Welcome to the TWC Wiki! You are not logged in. Please log in to the Wiki to vote in polls, change skin preferences, or edit pages. See HERE for details of how to LOG IN.

TWC:Sysadmin info

From TWC Wiki
Revision as of 18:06, 27 June 2010 by Simetrical (talk | contribs) (Hardware: Servers have names)
Jump to navigationJump to search

I was bored and decided to put together this page of handy info for our active sysadmins, currently GED and me. I (Simetrical) started this page on September 20, 2008, and I cynically speculate that it will get updated approximately never after that, so I've tried to keep things relatively nonspecific as to exact versions and stuff, and to provide verification procedures where possible. But take it all with a grain of salt.

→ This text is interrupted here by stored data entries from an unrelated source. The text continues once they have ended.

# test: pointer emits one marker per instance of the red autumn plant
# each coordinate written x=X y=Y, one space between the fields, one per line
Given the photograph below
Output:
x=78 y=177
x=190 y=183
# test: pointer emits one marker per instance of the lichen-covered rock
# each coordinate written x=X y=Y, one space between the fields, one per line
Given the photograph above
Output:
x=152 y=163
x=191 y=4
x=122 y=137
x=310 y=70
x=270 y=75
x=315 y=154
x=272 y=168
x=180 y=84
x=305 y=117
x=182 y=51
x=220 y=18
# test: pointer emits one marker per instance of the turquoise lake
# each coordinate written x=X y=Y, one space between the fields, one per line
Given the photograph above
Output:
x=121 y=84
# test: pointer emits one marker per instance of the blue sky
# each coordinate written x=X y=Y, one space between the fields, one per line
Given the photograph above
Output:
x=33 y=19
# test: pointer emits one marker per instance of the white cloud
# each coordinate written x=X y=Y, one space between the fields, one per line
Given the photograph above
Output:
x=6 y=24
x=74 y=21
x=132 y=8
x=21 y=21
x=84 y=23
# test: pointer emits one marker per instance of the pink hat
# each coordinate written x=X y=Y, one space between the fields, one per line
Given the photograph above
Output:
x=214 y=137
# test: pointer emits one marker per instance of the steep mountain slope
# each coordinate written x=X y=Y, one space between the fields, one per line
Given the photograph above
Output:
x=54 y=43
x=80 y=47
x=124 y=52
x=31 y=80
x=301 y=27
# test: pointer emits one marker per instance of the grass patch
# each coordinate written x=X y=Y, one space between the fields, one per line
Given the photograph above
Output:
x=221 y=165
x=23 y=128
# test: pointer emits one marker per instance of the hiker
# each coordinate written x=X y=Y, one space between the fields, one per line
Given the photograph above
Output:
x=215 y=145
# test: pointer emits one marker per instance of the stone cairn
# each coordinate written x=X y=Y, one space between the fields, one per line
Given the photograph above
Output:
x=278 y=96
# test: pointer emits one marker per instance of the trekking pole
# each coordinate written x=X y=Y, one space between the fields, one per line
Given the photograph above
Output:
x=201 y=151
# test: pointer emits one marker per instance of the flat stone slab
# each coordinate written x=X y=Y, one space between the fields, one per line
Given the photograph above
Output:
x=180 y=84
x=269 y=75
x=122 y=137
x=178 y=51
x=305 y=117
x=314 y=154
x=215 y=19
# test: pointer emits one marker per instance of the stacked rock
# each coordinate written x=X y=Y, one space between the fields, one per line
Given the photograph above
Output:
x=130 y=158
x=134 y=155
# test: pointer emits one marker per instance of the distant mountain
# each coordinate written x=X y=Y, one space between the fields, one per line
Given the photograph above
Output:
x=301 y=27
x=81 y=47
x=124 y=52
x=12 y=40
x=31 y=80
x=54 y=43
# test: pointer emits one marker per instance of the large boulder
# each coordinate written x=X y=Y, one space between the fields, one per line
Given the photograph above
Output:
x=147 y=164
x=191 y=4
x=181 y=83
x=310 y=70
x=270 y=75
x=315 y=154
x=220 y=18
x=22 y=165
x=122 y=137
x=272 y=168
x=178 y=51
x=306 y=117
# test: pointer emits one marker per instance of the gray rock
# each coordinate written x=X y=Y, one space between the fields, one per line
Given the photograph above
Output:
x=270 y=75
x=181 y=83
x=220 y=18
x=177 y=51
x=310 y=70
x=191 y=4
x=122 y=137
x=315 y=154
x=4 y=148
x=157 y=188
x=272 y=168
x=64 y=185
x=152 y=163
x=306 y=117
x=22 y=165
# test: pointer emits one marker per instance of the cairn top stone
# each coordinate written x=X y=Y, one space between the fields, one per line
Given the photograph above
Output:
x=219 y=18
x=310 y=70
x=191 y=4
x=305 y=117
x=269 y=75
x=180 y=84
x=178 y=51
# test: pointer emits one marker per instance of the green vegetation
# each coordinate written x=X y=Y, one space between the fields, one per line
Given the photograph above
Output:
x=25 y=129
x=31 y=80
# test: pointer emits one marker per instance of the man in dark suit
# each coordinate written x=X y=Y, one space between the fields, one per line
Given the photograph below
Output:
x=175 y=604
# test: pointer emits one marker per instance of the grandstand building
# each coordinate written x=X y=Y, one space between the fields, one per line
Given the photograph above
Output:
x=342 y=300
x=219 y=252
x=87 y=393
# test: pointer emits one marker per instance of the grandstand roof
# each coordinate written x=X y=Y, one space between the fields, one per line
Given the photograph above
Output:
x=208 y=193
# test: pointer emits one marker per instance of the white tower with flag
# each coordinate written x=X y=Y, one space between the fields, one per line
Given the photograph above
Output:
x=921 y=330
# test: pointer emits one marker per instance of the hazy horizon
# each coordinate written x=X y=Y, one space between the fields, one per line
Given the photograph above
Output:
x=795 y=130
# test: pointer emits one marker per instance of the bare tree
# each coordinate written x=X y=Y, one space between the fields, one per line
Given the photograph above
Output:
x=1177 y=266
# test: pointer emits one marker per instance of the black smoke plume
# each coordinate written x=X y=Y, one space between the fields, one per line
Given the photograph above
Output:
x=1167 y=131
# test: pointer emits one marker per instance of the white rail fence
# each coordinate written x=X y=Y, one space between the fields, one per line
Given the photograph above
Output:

If you don't have at least shell access to the TWC server, this page is almost certainly useless to you. If you at least know what shell access is, you're probably capable of understanding at least some of it. Maybe you'll find it interesting, good for you.

Rewritten on January 24, 2010. (It indeed was updated approximately never.)

Updated and expanded on June 27, 2010. (This is getting to be slightly more often than never.)

Hardware

We currently have one dedicated server, known as thor. We own all of the hardware, bought with hard-earned pennies mostly donated by the membership in a 2009 donation drive. I've provided the command necessary to get info about the component in parentheses, where applicable.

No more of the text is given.